On its Web page, Harvard Law School cites the university's nondiscrimination policy and then goes on to describe how it lives up to that principle:

"The Harvard Law School makes one exception to this policy. Under threat of loss of funding to the University resulting from the Solomon Amendment, the Law School has suspended the application of its nondiscrimination policy to military recruiters."

You don't have to be a lawyer to get the point: Even though we are one of the world's wealthiest universities, we'd rather make an exception to our principles than give up the money. So we'll do what the Solomon Amendment requires and hold our noses.

Oh please. As I'm sure McGurn knows perfectly well, the reason Harvard Law School adopted this policy is because Congress changed the rules of the Solomon Amendment in 2001 so that if Harvard Law School (or any school within a larger university) barred military recruiters over Don't Ask, Don't Tell, the entire university would lose its federal funding. Standing on principle is all well and good, but it's quite a bit different from imposing your principles on others -- which is what the rule change asked the law school to do. You don't have to be a columnist for the Wall Street Journal to get this point.

A somewhat broader and more obvious point is that Institutions of higher education can contain a multitude of principles. One is "provide the best possible education to your students." Another easy one (for Harvard at least) is "don't discriminate on the basis of sexual orientation."

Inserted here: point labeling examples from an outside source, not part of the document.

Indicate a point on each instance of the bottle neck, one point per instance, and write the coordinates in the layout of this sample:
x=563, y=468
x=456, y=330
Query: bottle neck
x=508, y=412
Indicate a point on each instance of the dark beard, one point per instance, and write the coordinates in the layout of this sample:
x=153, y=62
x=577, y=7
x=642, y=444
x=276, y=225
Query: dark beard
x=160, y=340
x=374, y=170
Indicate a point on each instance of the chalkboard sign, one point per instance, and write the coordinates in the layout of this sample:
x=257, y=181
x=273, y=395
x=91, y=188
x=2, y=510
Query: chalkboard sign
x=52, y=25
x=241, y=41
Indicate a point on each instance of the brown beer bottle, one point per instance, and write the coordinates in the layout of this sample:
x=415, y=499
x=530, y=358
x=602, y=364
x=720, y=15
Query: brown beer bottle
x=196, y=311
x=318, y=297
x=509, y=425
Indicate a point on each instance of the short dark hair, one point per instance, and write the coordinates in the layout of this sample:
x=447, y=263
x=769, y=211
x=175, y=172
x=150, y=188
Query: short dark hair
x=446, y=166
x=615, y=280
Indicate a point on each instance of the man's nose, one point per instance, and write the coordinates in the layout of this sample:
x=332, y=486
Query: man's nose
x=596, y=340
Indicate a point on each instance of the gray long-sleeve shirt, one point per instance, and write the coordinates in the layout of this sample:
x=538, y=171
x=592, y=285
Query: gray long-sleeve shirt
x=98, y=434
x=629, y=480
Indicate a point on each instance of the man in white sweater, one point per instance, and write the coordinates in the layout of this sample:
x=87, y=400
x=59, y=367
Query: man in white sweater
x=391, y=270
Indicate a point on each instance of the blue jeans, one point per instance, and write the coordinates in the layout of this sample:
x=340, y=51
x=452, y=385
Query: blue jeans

But institutional principles can and do conflict. If Harvard Medical School gives up tens of millions of dollars in federal research grants (at stake: "provide the best education possible") so that Harvard Law School can prohibit an organization from recruiting on campus (at stake: "don't discriminate on the basis of sexual orientation") does "principle" really win? It seems to me that the careful and pragmatic management of tradeoffs is just how every reasonably nuanced organization gets things done.